# Lozier Cleveland Models and Years 1896-1899



## Brian R. (Feb 8, 2018)

Several people including myself have been asking about the years connected to Cleveland model numbers. The H.A. Lozier branch plant in Toronto was a frequent advertiser in the Toronto newspapers. I've just completed an extensive search of these ads and compiled the list below. Although these ads were for Canadian-made bikes I'm willing to bet the branch plant was using the same model numbers introduced by their US head office. If I'm wrong, feel free to contradict me, I don't mind. It appears that models 22 and 23 were from 1896 but with enough unsold frames to continue selling them into 1897 and 1898. This was of course unrelated to sales in the US. I've added the advertised prices to help show the logic behind the different models, and added extra information that I was able to find.

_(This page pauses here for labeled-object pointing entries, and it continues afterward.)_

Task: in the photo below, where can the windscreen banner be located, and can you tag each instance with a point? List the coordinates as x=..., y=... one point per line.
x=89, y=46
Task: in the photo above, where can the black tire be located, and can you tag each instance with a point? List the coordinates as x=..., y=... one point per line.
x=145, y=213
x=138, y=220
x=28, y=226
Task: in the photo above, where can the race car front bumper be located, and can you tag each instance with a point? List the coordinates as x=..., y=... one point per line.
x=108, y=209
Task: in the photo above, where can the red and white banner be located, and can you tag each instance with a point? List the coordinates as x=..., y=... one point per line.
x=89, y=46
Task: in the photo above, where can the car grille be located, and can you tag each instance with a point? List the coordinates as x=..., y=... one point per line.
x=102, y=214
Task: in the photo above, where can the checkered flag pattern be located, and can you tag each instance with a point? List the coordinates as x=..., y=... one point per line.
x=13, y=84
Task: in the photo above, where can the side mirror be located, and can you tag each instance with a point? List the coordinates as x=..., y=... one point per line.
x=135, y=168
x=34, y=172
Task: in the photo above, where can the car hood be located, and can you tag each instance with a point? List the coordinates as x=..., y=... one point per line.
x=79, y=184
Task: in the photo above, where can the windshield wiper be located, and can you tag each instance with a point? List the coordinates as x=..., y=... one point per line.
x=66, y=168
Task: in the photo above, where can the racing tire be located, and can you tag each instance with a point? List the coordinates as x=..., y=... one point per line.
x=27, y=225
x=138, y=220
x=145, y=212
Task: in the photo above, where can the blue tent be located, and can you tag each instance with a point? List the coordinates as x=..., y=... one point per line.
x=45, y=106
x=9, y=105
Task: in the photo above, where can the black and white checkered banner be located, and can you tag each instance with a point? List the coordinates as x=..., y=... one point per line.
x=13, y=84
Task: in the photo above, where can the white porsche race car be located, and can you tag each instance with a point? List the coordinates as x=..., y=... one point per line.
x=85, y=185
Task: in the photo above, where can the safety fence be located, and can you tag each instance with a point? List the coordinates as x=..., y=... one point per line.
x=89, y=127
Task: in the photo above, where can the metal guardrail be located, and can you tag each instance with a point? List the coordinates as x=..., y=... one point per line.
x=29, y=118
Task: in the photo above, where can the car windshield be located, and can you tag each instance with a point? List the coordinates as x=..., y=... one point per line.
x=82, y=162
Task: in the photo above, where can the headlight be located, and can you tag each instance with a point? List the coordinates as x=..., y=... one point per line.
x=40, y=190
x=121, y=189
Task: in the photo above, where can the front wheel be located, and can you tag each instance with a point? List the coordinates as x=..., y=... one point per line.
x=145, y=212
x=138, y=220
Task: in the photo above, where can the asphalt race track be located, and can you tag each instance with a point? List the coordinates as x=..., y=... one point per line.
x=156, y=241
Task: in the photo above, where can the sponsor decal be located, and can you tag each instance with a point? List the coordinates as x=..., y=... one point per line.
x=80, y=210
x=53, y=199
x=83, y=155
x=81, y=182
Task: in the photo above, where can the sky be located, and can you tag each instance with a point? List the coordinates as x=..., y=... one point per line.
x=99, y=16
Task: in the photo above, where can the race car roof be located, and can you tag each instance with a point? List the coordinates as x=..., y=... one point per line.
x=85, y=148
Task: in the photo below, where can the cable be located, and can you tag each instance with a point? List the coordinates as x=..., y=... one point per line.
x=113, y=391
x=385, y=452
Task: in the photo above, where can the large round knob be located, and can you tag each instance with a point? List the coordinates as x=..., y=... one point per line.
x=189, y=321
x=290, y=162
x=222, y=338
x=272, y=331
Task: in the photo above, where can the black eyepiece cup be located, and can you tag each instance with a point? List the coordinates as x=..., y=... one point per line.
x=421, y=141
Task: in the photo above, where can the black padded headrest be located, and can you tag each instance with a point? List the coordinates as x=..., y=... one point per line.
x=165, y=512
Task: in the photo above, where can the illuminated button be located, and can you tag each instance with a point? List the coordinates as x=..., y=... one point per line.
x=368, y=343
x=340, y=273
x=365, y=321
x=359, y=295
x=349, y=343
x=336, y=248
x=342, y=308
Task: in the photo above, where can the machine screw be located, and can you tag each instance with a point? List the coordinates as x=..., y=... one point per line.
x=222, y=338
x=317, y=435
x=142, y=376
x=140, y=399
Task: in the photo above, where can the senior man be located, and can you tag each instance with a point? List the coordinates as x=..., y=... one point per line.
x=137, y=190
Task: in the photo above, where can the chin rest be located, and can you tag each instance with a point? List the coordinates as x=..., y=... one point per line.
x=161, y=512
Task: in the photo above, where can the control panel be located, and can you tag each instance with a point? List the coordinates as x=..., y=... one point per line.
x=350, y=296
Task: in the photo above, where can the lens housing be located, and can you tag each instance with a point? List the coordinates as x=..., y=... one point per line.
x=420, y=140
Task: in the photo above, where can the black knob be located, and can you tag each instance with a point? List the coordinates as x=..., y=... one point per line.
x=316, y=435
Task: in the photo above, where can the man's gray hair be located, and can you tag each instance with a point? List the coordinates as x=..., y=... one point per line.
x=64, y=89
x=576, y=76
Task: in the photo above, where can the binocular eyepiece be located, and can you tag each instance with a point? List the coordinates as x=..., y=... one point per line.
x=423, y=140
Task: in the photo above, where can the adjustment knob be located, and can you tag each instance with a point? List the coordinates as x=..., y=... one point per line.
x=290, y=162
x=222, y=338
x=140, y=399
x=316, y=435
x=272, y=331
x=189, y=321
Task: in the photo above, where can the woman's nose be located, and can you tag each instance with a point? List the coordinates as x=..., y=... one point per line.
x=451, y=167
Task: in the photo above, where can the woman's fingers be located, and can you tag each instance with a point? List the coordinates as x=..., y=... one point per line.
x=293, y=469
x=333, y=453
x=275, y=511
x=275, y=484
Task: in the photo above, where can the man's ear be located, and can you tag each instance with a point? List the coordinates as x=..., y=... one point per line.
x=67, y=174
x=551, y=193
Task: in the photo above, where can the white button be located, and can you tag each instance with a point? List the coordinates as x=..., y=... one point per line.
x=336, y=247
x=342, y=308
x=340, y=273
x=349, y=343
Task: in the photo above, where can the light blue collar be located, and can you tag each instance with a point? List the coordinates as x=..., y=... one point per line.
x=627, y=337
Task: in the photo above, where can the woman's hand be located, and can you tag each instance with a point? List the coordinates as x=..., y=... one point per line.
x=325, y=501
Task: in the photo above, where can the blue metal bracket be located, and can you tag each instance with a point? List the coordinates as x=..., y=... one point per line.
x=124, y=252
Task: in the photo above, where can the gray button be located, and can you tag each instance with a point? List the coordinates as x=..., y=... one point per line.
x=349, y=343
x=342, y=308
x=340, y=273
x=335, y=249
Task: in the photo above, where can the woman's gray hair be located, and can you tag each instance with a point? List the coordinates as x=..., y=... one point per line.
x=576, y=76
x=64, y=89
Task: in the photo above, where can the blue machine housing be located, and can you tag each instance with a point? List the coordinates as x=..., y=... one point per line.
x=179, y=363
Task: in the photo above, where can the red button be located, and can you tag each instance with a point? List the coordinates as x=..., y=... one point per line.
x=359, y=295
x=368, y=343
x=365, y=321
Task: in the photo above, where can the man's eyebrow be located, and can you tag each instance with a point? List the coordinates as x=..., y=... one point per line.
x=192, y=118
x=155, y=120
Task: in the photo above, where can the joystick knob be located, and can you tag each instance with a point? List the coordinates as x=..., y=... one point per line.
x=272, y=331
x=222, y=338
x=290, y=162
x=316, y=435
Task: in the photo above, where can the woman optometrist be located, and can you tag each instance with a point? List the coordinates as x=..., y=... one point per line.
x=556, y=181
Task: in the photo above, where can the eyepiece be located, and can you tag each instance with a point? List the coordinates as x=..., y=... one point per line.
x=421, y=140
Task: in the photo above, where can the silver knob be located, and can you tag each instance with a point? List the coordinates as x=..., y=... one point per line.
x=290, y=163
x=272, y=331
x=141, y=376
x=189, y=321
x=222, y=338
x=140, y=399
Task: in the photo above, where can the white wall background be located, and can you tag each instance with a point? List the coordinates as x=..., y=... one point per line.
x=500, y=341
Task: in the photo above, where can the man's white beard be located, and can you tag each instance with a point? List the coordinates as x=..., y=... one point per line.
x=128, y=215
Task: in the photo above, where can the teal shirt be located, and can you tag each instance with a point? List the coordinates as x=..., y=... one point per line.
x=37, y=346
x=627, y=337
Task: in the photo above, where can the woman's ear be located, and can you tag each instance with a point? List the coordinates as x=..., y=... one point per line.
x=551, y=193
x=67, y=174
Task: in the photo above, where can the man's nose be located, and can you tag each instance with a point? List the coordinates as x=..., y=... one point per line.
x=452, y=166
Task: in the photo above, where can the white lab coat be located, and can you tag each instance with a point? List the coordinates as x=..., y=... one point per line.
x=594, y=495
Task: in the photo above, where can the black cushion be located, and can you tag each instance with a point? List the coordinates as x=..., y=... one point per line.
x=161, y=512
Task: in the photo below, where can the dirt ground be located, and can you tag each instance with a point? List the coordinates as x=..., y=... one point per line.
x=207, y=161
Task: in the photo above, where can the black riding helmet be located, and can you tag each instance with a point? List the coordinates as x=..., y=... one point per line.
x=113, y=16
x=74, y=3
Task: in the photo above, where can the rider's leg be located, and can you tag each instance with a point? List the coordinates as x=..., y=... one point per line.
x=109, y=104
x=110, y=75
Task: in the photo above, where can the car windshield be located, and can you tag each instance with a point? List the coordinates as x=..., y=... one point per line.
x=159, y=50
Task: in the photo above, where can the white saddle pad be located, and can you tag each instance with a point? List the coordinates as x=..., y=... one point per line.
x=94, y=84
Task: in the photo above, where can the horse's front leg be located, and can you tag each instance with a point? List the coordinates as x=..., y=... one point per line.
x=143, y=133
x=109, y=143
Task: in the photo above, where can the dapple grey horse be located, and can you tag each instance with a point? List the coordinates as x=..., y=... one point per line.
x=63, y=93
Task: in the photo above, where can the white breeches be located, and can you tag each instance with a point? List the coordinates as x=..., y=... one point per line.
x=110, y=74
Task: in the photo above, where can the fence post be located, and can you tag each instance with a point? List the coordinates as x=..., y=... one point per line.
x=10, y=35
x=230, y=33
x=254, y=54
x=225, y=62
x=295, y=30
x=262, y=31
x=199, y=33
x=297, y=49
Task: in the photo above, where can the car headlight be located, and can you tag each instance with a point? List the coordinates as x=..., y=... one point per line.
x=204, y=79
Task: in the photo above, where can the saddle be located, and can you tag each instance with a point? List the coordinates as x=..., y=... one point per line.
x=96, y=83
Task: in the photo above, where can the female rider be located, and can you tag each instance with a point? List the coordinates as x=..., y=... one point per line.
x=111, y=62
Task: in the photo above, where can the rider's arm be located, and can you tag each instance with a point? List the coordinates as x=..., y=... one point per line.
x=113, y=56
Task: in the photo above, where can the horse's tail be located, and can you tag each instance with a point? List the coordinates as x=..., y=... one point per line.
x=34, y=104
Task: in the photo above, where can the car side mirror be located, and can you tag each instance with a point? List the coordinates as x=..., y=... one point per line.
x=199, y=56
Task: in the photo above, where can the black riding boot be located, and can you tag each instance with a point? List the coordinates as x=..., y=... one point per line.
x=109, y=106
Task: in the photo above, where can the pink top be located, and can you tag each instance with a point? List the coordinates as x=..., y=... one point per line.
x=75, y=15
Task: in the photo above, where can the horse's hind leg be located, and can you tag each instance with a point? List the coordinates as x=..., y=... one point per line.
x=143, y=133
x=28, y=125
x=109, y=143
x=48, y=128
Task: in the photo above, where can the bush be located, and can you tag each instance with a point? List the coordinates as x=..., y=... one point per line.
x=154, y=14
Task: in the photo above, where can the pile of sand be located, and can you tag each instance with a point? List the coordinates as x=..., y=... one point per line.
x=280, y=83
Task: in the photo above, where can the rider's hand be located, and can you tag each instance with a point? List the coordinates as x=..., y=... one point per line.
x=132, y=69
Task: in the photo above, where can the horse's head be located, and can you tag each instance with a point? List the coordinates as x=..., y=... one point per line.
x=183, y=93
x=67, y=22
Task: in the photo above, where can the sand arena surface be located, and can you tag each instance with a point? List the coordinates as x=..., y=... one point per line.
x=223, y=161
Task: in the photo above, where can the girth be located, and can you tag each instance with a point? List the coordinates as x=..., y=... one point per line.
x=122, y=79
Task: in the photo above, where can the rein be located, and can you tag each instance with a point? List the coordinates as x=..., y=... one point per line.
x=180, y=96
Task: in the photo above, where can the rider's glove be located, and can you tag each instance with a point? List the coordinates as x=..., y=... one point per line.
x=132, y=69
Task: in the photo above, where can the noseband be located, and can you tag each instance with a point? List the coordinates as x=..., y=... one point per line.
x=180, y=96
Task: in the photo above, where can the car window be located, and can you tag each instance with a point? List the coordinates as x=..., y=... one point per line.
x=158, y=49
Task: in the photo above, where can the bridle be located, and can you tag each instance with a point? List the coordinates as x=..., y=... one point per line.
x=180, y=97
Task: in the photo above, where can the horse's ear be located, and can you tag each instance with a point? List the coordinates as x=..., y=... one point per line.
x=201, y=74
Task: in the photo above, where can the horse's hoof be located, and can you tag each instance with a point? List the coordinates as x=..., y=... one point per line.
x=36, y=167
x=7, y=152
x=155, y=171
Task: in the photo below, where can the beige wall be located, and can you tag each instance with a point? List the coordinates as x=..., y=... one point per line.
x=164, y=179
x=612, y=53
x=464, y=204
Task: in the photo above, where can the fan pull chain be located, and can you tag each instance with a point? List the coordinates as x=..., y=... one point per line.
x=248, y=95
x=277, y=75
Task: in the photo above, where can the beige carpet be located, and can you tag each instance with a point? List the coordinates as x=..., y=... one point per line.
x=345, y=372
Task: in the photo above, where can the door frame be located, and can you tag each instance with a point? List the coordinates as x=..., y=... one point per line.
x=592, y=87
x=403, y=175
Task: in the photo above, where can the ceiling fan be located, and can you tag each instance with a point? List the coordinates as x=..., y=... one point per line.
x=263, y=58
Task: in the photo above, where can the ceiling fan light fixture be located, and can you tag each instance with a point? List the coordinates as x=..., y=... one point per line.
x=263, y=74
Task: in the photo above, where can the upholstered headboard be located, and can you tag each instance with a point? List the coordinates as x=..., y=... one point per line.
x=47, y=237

In the autumn of 1899, H.A. Lozier Toronto was one of five companies that merged to form Canada Cycle and Motor (CCM).

I've posted the best ad from each year. Two of them were too large to attach as Adobe files so I took photos of them and attached them that way.

Enjoy!:


Lozier Cleveland (Toronto) Models and Years:


1896 Cleveland:

23 Ladies’ Swell Special                                 $100
22 Mens’ Swell Special Road Wheel              $100


1897 Cleveland:

29 Mens          $100 Track racer 19 1/2lbs, and Light roadster 21 1/2lbs
28 Ladies        $100
27 Mens?         $100   
23 Ladies        $75
22 Mens          $75
Tandems          $150
Quickstep        $55

1898 Cleveland:

40 Mens          $80
39 Mens          $80
38 Ladies        $70
37 Ladies        $70
36 Mens          $55
35 Mens          $55
22 Mens          $45

1899 Cleveland:

68 Mens          $90  (30” wheel, 19lbs)
67 Ladies        $80
66 Mens          $80                 
65 Ladies        $80  (22lbs)
64 Mens          $80  (21lbs)
63 Mens          $65  (30” wheel)
62 Ladies        $55
61 Mens          $55
60 Mens          $55
Quickstep:
10 Mens          $40
11 Ladies        $40


----------



## fordmike65 (Feb 8, 2018)

@Robertriley


----------



## corbettclassics (Feb 8, 2018)

I have the 1897 Model 29 Track Racer


----------



## rbgolf01 (Aug 16, 2018)

Wow wow , I just bought a model 68 and cant wait for it to be shipped and get it. Wheels and the condition are my biggest concern!30inch what the heck !?


----------



## redline1968 (Aug 16, 2018)

30 inch tires is gonna be nearly impossible to find...a pic for you Canadians. Sorry nfs.


----------



## corbettclassics (Aug 16, 2018)

1897 Model 29 Factory Racer


----------



## Robertriley (Aug 16, 2018)

I picked this one up the other day and should have it in a week or so


----------



## kccomet (Aug 17, 2018)

brian, thanks for the post. ive shown this bike before and its been discussed somewhat. some thought the badge could have been changed. any thoughts on this tandem. it says lozier mf. co. toledo ohio. there is some embossed wording on the head tube itself in the badge spacing that i cant make out. it looks like a full blown racing tandem...thanks


----------